J’ai publié mon premier roman en 2014, je publierai le prochain en 2020. En six ans, il me semble que j’ai acquis à la fois de l’expérience et une certaine sérénité dans mon écriture. C’est toujours dur, je suis encore pleine de doutes et persuadée d’être dans l’imposture, mais j’ai appris à prendre du plaisir en écrivant, à m’abandonner totalement à la magie que procure l’écriture romanesque. J’aime plus que jamais ce drôle de métier.
Que retiens-tu des années 2010 ?
Pour moi, les années 2010 sont celles de la radicalité, des révolutions. Elles s’ouvrent avec les révolutions arabes, sans doute l’événement politique qui m’a le plus marqué dans ma vie. Paradoxalement, le monde arabo-musulman, que l’on associe aux conflits, au conservatisme et à une vision rigoriste de l’islam, est aussi une des parties du monde où la jeunesse a manifesté avec le plus de panache son désir de liberté et de démocratie. Egypte, Tunisie, maintenant Algérie et Liban. La radicalité est partout : chez Trump et Bolsonaro mais aussi chez ces jeunes du monde entier qui appellent à la fin d’un système destructeur de la nature. Partout on demande un changement radical et on voit s’effondrer, jusque chez nous, les logiciels anciens.

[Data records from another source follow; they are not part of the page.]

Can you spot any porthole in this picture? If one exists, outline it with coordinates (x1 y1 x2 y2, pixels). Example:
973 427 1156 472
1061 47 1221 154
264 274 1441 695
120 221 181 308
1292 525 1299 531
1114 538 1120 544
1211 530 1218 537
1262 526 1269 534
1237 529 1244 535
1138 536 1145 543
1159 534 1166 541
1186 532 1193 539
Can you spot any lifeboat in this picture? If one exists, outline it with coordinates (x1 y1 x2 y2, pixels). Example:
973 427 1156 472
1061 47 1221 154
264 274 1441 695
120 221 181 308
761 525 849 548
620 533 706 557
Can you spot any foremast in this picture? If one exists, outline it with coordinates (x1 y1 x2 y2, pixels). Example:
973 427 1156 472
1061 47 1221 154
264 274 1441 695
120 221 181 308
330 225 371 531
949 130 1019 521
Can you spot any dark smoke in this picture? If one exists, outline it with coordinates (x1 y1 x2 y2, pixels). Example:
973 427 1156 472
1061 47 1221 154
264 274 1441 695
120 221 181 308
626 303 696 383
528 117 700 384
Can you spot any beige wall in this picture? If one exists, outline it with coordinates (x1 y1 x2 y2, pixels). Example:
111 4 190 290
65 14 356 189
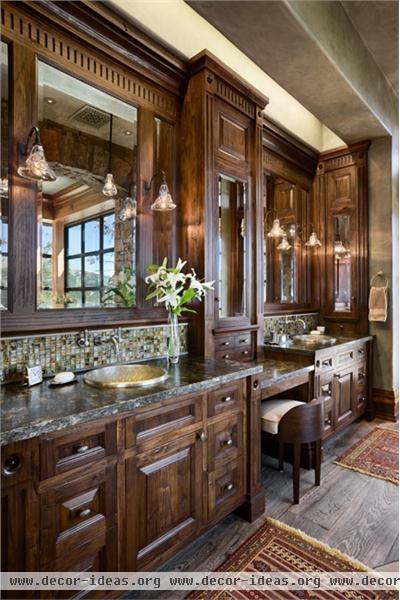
111 0 343 152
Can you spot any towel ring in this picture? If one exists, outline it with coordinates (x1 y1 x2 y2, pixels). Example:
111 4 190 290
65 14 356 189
370 271 388 287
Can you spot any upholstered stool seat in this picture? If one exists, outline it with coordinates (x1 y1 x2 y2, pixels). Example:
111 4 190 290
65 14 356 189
261 399 303 434
260 397 324 504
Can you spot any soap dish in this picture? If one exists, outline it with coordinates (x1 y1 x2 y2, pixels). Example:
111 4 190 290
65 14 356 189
48 377 77 387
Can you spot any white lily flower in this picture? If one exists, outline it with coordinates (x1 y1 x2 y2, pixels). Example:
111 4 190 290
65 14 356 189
176 258 187 272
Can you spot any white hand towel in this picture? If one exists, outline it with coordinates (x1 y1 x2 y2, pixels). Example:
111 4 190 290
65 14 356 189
368 286 388 322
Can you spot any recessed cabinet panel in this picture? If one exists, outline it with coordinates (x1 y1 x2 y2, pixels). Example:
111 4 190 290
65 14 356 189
218 114 247 162
217 175 247 319
0 41 9 312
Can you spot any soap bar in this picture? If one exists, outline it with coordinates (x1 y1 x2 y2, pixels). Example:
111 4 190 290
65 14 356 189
310 330 321 335
53 371 75 384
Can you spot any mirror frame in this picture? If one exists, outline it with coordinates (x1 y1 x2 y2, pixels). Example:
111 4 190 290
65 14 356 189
1 13 180 334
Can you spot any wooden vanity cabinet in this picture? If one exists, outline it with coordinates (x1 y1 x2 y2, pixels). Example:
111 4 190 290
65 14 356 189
314 339 371 437
315 142 370 337
1 376 258 590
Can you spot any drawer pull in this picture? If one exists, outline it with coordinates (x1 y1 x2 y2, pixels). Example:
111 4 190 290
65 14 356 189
76 445 89 454
226 483 233 491
198 431 207 443
358 349 365 355
79 508 91 518
2 454 22 476
242 350 249 355
253 380 259 390
239 339 248 344
322 359 332 367
222 438 233 447
222 342 230 346
222 354 230 359
222 395 232 403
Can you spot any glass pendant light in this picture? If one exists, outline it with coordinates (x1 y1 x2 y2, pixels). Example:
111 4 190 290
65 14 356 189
334 219 347 256
102 114 117 197
0 178 8 197
145 170 176 211
305 225 322 247
267 218 285 238
119 183 137 221
17 126 56 182
276 233 291 251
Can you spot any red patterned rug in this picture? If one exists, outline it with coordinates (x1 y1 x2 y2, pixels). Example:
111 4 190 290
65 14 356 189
187 517 397 599
334 427 398 485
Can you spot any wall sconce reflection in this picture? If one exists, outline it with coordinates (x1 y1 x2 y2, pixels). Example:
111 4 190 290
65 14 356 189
145 170 176 211
17 126 56 181
118 183 137 221
305 224 322 248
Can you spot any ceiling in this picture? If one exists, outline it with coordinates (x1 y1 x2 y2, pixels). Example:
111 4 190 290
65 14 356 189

Comment envisages-tu les années 2020 ?
Ce que les années 2010 m’ont appris, c’est justement qu’on ne peut rien prévoir. Qui aurait imaginé les révolutions arabes, Trump, des attentats au cœur de Paris ? Le pire peut arriver mais aussi le meilleur et nous sommes bien démuni.e.s pour les imaginer. Il me semble que le principal changement concernera notre mode de vie, nos façons de consommer, de produire. Nous délaisserons peut-être la fièvre de l’“avoir” pour autre chose. Mais je crois que j’ai lu Dostoïevski trop tôt et trop longtemps pour ignorer que le mal fait partie de la nature humaine et que nos destins sont travaillés par des forces bien sombres. Je souhaite être encore en vie pour voir les femmes de mon pays et celles de tous les autres pays jouir des mêmes droits que les hommes, vivre leur vie comme elles l’entendent et disposer de leur corps. Ce serait la plus extraordinaire des révolutions.